I've been using ZFS for about a decade on several systems and can't say enough good things about it: rock solid, feature rich and easy to use are the top benefits.
It really needs more love!
Knowing you way around *BSD how check things, mount a USD drive, collect data & or evidence when need arises is well worth having beyond just surviving bare Linux skills. BSD's are alive and kicking on commercial appliances and devices.
For a while I used CentOS 7 on all of those small VMs, because it got security updates for a really long time.

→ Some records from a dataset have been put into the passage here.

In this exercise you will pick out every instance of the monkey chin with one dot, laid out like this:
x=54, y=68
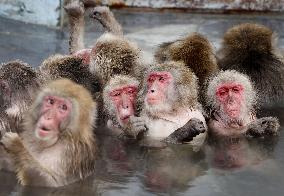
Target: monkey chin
x=158, y=108
x=49, y=137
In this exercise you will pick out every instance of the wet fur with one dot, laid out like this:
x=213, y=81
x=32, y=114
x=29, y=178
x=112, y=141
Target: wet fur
x=251, y=49
x=72, y=157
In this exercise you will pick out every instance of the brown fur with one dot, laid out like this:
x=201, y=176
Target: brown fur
x=107, y=19
x=251, y=49
x=185, y=81
x=66, y=66
x=72, y=157
x=19, y=81
x=194, y=50
x=75, y=11
x=113, y=55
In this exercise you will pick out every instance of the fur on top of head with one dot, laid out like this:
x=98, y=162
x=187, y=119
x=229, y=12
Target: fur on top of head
x=84, y=109
x=185, y=82
x=248, y=37
x=113, y=55
x=231, y=76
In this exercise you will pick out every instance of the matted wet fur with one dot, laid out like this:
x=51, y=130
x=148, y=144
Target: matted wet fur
x=251, y=49
x=67, y=66
x=194, y=50
x=72, y=157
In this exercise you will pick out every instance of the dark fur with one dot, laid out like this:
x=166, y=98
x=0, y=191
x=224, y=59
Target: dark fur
x=248, y=48
x=194, y=50
x=66, y=66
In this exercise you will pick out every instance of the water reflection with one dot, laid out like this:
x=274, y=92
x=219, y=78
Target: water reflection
x=225, y=166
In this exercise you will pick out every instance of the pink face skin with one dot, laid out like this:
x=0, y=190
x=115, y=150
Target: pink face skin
x=157, y=84
x=53, y=112
x=85, y=55
x=124, y=100
x=231, y=97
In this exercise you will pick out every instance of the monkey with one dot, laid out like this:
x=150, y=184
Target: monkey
x=68, y=66
x=107, y=19
x=58, y=146
x=251, y=49
x=195, y=51
x=121, y=106
x=232, y=99
x=171, y=112
x=18, y=83
x=76, y=11
x=113, y=55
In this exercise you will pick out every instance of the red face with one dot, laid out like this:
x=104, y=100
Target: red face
x=85, y=55
x=124, y=100
x=230, y=95
x=54, y=111
x=157, y=84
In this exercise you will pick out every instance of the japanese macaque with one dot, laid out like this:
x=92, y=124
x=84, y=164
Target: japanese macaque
x=107, y=19
x=76, y=11
x=58, y=146
x=67, y=66
x=251, y=49
x=18, y=83
x=195, y=51
x=120, y=105
x=171, y=111
x=113, y=55
x=232, y=99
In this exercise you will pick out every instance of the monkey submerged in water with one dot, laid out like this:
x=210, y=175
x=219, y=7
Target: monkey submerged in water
x=18, y=83
x=251, y=49
x=232, y=99
x=171, y=112
x=57, y=146
x=120, y=103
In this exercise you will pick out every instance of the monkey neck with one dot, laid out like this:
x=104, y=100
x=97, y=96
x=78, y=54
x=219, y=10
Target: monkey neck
x=77, y=29
x=238, y=123
x=112, y=25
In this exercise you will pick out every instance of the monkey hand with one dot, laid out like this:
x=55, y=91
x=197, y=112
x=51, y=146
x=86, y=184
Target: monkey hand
x=135, y=128
x=12, y=142
x=266, y=126
x=186, y=133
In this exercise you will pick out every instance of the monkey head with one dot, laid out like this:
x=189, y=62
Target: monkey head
x=169, y=86
x=102, y=14
x=113, y=55
x=120, y=98
x=61, y=108
x=18, y=81
x=232, y=94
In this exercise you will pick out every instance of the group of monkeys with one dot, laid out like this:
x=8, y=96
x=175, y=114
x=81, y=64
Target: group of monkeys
x=48, y=114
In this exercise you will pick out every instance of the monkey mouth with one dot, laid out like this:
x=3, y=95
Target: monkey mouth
x=125, y=119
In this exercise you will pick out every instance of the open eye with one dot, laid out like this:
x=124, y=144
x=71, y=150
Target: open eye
x=50, y=101
x=64, y=107
x=236, y=90
x=130, y=91
x=161, y=79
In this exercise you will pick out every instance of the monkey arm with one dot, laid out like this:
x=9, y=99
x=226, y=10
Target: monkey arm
x=186, y=133
x=75, y=11
x=135, y=128
x=23, y=160
x=263, y=127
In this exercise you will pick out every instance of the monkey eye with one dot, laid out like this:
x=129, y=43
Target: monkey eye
x=64, y=107
x=115, y=94
x=161, y=79
x=50, y=101
x=236, y=90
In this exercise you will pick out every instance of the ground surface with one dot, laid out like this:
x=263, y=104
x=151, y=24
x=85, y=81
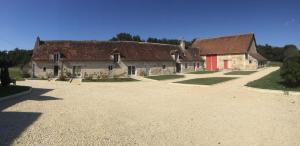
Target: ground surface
x=10, y=90
x=272, y=81
x=151, y=113
x=203, y=72
x=165, y=77
x=240, y=73
x=206, y=81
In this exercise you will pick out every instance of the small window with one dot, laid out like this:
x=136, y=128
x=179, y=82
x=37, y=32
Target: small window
x=116, y=58
x=110, y=67
x=56, y=57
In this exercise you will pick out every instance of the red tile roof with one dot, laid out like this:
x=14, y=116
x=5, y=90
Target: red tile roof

With minimal risk of breaking things on updates.
PS: after a bit of research Alma/Rocky Linux are probably the best choices for now. 10 years of support. But are they maintained well?
Then I figured that version upgrades were miserable, not just because I had painted myself in a weird corner with ungodly packages mix-ups, but because the upgrade path was always best-effort. I think I gave up during the 6 to 7 transition, as I realised that all I needed was fedora: with yearly or half-yearly updates I have no need to fight the distro's packages: stuff stays current and in working order, major distro upgrades go smoothly, downtime is minimal. I'm not considering going back to any "server distribution" ever.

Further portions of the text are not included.